En el 2000 no había alternativa: todo cambió, para atrás: Doce años de locura y muerte fue el resultado de la alternancia a la que no estaba acostumbrada la oposición y no supo gobernar. En 2012 todo volvió a ser lo mismo: ganó Enrique Peña Nieto (PRI) la elección presidencial y el partido se hizo con gobiernos estatales y municipales, aunque esta vez compartiéndolos con los dos grandes partidos de dudosa oposición: PAN y PRD…

 

Los vicios que se acumularon en México desde antes del 2000 y que se incrementaron en los doce años de gobierno conservador derivaron en un cuerpo nacional enfermo: Violencia criminal casi incontenible, corrupción política y burocrática, enjuagues viciados entre políticos y crimen organizado; complicidades entre funcionarios de gobierno y delincuentes, líderes sindicales corruptos y junto a todo esto un panorama desolador de desempleo, pobreza, marginalidad, mala calidad en la educación y falta de reglas de justicia e igualdad en un gobierno nacional que se entiende mejor con el neoliberalismo que con lo social…

 

Hoy, después de 104 años podemos decir que los herederos de nuestros abuelos y abuelas revolucionarias estamos entregando malas cuentas a nuestros hijos.
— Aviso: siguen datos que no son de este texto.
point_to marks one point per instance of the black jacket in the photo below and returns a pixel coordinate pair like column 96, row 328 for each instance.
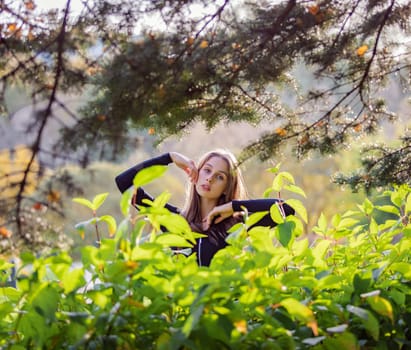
column 206, row 247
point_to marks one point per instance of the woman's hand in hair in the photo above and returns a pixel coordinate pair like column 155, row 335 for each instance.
column 185, row 164
column 219, row 213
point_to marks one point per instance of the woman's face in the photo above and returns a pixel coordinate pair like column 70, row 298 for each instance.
column 212, row 178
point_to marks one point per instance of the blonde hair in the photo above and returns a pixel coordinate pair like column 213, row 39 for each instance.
column 235, row 186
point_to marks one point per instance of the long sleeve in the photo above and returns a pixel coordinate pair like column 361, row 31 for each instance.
column 257, row 205
column 125, row 180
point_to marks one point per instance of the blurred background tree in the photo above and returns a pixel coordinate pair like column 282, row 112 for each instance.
column 95, row 79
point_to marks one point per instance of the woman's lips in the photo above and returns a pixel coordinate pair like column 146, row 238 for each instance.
column 205, row 187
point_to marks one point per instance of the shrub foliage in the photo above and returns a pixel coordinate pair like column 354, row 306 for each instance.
column 348, row 288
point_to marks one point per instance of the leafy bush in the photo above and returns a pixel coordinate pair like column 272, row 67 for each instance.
column 350, row 288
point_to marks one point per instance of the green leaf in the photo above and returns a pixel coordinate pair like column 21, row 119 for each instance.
column 388, row 209
column 147, row 175
column 382, row 306
column 99, row 200
column 255, row 217
column 298, row 310
column 72, row 280
column 84, row 202
column 403, row 268
column 276, row 214
column 299, row 208
column 172, row 240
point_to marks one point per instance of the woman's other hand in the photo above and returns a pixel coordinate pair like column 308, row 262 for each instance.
column 220, row 213
column 185, row 164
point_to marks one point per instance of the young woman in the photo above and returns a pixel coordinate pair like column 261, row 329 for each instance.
column 216, row 194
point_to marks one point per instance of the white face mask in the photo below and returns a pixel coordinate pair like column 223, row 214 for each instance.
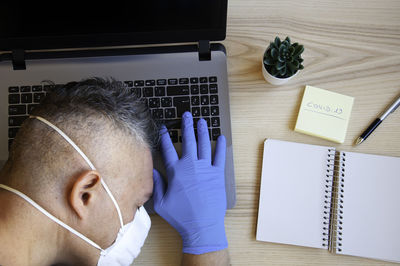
column 130, row 237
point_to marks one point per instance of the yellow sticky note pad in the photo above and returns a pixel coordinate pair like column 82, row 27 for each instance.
column 324, row 114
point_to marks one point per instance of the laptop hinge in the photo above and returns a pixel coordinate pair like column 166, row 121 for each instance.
column 18, row 59
column 204, row 50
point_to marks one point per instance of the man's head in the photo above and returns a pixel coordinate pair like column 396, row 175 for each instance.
column 114, row 129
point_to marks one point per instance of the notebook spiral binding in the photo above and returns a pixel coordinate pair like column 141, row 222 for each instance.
column 332, row 228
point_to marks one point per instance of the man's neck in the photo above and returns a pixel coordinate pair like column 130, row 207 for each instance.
column 27, row 237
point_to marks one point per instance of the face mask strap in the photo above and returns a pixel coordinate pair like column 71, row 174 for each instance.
column 37, row 206
column 70, row 141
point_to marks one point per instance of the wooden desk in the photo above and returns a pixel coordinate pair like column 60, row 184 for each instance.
column 351, row 47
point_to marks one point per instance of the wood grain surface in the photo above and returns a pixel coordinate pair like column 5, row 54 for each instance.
column 351, row 47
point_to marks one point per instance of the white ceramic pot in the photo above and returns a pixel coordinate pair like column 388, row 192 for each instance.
column 274, row 80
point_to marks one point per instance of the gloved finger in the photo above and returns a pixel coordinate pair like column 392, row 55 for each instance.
column 204, row 145
column 188, row 139
column 220, row 152
column 159, row 188
column 167, row 148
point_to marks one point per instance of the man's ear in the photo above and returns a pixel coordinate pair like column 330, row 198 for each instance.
column 85, row 191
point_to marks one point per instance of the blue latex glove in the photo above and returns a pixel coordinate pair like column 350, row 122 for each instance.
column 194, row 199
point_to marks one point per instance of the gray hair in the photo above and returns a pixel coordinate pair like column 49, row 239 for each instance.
column 108, row 98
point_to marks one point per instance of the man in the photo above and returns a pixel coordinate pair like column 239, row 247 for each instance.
column 80, row 170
Les estamos entregando un país dañado y terrible; ajeno a ellos y sin perspectivas de solución desde las instituciones nacionales que no se han vestido de gloria frente a tantos desafíos de gobierno sin atención.

 

Hace 104 años “Vino el remolino y nos alevantó”, que dijera Mauricio Magdaleno; y entonces, como ahora la exigencia se repite: democracia, justicia social, justicia económica, justicia legal y hombres de Estado en el poder: ¿es mucho pedir?